Thursday, Feb 13, 2020
The 2020 Lindsey Christiansen Art Song Festival will celebrate the vocal music of Samuel Barber, one of America’s most beloved composers, Friday, February 28 and Saturday, February 29 in Bristol Chapel on the Westminster Choir College campus at 7:30 p.m. Students will present research papers about Samuel Barber at 6:45 p.m. on Friday, February 28. The Festival concerts will feature Westminster students performing a program of published and unpublished works by Barber, accompanied by guest artist and collaborative pianist JJ Penna.
Heavily influenced by the music of Debussy, Strauss, Brahms and the Italian masters, Barber’s musical style mixes 19th-century Romanticism with a distinctive brand of chromaticism and modernist techniques. As a singer, Barber possessed an exceptional understanding of the voice and the expressive gestures inherent in language. He was a great lover of poetry and used literature as inspiration for his vocal and instrumental compositions. He wrote many songs and operatic works that are outstanding for their emotional depth and dramatic charge, and he is considered one of America’s greatest song composers.
The Festival program includes two of Barber’s best-known works for voice, written during different periods of his life: Dover Beach and Knoxville: Summer of 1915.
Barber composed Dover Beach while he was studying piano, voice and composition at Philadelphia’s Curtis Institute of Music. It is a setting of a Victorian poem by Matthew Arnold, and Barber himself sang the world premiere and recorded it in 1935. Often performed by Barber and regarded as his first “masterpiece,” Dover Beach remains one of his most enduring and popular works.

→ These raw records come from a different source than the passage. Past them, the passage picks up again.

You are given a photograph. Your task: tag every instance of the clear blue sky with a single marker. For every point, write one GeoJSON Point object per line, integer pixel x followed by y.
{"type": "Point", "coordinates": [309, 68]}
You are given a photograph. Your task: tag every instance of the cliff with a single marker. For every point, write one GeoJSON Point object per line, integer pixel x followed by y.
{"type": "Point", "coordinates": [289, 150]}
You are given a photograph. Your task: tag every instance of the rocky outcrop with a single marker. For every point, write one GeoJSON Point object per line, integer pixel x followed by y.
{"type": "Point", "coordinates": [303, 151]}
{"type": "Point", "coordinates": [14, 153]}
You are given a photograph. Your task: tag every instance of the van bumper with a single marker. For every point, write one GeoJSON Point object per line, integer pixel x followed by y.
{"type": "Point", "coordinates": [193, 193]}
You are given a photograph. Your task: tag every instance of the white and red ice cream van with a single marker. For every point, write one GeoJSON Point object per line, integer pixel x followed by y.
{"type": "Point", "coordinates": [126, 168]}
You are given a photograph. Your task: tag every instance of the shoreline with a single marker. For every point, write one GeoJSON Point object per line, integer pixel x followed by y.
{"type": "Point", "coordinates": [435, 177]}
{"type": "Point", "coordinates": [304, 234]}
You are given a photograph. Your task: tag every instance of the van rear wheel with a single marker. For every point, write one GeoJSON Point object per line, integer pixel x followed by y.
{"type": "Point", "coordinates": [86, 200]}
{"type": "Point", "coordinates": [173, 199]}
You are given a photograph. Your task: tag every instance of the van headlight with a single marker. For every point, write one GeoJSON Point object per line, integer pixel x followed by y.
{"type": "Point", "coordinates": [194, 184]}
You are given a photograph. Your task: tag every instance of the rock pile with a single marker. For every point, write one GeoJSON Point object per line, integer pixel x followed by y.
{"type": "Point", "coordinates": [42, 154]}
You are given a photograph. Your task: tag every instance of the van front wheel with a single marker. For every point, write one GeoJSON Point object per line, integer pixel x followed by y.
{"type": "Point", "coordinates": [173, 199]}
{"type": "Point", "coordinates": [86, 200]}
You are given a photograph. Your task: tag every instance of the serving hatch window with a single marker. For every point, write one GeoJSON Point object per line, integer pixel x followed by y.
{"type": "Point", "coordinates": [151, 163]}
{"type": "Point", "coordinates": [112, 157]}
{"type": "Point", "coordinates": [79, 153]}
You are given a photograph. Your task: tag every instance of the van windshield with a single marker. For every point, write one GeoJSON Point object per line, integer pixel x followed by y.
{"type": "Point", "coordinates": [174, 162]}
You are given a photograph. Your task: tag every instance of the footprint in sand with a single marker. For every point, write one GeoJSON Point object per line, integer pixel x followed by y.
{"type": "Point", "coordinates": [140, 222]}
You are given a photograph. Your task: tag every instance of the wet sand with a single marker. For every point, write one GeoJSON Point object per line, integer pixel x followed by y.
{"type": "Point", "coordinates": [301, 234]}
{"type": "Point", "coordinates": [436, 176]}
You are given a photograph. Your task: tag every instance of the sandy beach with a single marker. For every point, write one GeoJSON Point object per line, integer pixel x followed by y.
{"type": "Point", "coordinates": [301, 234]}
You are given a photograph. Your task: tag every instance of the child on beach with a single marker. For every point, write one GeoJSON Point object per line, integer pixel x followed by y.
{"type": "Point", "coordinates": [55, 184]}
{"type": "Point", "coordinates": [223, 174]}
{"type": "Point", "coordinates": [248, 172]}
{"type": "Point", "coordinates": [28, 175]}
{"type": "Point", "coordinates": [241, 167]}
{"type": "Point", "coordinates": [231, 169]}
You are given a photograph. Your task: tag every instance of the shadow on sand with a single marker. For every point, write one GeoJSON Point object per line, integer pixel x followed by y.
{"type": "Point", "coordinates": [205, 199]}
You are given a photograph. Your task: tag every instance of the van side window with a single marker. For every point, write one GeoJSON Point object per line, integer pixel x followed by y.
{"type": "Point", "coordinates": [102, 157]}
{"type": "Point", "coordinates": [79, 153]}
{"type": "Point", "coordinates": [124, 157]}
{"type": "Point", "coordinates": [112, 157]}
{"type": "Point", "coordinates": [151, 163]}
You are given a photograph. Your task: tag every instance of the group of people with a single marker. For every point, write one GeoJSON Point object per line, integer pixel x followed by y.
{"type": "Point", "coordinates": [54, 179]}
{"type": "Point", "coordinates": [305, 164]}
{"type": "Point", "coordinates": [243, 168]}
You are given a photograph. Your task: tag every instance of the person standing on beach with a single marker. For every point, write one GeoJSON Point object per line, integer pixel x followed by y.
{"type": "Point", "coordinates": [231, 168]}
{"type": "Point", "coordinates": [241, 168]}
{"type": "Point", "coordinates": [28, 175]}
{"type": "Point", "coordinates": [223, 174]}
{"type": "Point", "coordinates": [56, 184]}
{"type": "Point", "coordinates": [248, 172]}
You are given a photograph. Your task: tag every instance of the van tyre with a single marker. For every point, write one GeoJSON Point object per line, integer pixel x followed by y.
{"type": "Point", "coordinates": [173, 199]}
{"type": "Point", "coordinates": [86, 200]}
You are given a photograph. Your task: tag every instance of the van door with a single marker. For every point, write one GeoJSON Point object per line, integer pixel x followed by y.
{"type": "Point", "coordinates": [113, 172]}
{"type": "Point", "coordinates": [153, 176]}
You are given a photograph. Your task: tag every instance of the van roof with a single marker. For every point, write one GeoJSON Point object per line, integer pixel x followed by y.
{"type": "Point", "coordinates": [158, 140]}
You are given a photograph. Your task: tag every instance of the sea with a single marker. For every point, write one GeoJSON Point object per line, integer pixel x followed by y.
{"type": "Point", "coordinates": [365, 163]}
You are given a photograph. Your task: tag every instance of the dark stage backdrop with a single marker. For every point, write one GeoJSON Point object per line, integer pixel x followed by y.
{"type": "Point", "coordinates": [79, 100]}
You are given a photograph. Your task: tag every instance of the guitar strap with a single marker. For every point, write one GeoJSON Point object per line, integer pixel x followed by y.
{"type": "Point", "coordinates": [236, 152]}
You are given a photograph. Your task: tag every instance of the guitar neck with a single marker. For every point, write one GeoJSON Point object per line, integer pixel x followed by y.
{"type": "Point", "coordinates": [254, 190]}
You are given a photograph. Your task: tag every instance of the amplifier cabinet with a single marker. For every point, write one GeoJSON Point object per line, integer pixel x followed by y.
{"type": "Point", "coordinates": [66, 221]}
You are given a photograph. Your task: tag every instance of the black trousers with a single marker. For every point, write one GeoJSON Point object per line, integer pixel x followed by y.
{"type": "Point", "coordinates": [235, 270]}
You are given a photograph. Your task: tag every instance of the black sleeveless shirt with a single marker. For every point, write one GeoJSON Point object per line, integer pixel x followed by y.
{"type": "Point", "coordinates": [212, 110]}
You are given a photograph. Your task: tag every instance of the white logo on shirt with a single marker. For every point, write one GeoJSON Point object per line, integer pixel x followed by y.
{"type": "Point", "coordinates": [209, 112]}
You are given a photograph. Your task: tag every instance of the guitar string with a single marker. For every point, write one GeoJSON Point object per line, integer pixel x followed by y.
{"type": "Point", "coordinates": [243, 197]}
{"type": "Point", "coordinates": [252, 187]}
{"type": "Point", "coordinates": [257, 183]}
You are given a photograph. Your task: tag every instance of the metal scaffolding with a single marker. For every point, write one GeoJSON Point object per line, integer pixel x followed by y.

Knoxville: Summer of 1915 was commissioned by soprano Eleanor Steber. It has become one of Barber’s most performed works, perhaps due to its nostalgic tone and broad appeal. A setting of excerpts from James Agee’s prose poem with the same title, it recalls impressions of a long, idyllic summer evening as a child growing up in Tennessee. This dreamy portrayal brings to mind a rocking chair on the porch, a quilt spread on dewy grass and even the hum of a passing automobile. It is considered Barber’s most “American” piece and recalls a simpler, more innocent time.
Westminster Choir College has a strong connection with Samuel Barber and his music. In 1938 Barber set his impressive eight-part God’s Grandeur for the Westminster Choir. Written for the Westminster Choir School’s Festival of Contemporary American music, it was performed during the Choir’s annual winter tour throughout seven states and 20 cities. The College’s relationship with Barber lasted throughout his life until his death in 1981. The Westminster Choir was invited to sing at the composer’s funeral service at First Presbyterian Church in West Chester. Led by Joseph Flummerfelt, the Choir sang Barber’s own Let down the bars, O Death, To Be Sung on the Water, Prayers of Kierkegaard and choral preludes by J. S. Bach.
Pianist JJ Penna has performed in recital with such eminent singers as Kathleen Battle, Harolyn Blackwell, William Burden, Amy Burton, David Daniels, Denyce Graves, Kevin McMillan, Florence Quivar, Andreas Scholl, Sharon Sweet, Christopher Trakas, Indra Thomas and Ying Huang. He has been heard at the Kennedy Center in Washington, D.C., Weill Hall, Zankel Hall and Merkin Recital Hall in New York City, the Palacio de Bellas Artes in Mexico City, Seiji Ozawa Hall at Tanglewood, Wigmore Hall in London, as well as on concert tours throughout the United States, Europe, Asia, the Far East, South America and the former Soviet Union. He devotes much of his time to the teaching of art song literature. Devoted to the performance and study of new music, he has premiered song cycles by William Bolcom, Ricky Ian Gordon, Richard Hundley and Lowell Liebermann.
Dr. Penna was formerly on the faculties of Westminster Choir College of Rider University, the Yale University School of Music, Norfolk Chamber Music Festival and the Bowdoin Chamber Music Festival, where he coordinated the Vocal Arts Program for three summers. He has been a staff member of the Steans Institute for Young Artists since 2000 and a member of the coaching faculty of the Juilliard School since 2006 and the faculty at New England Conservatory since 2019.
The Lindsey Christiansen Art Song Festival is named for former Professor of Voice Lindsey Christiansen, who died in 2017. A member of Westminster’s faculty for 40 years and chair of the Voice Department for 18 years, Professor Christiansen re-established and managed the festival, which is an important part of Westminster’s performance season and academic program. She specialized in German lieder and was a life-long student and lover of the music of Franz Schubert. She was an exceptional voice teacher and a demanding professor of song literature classes, where she instilled in countless students a love for song.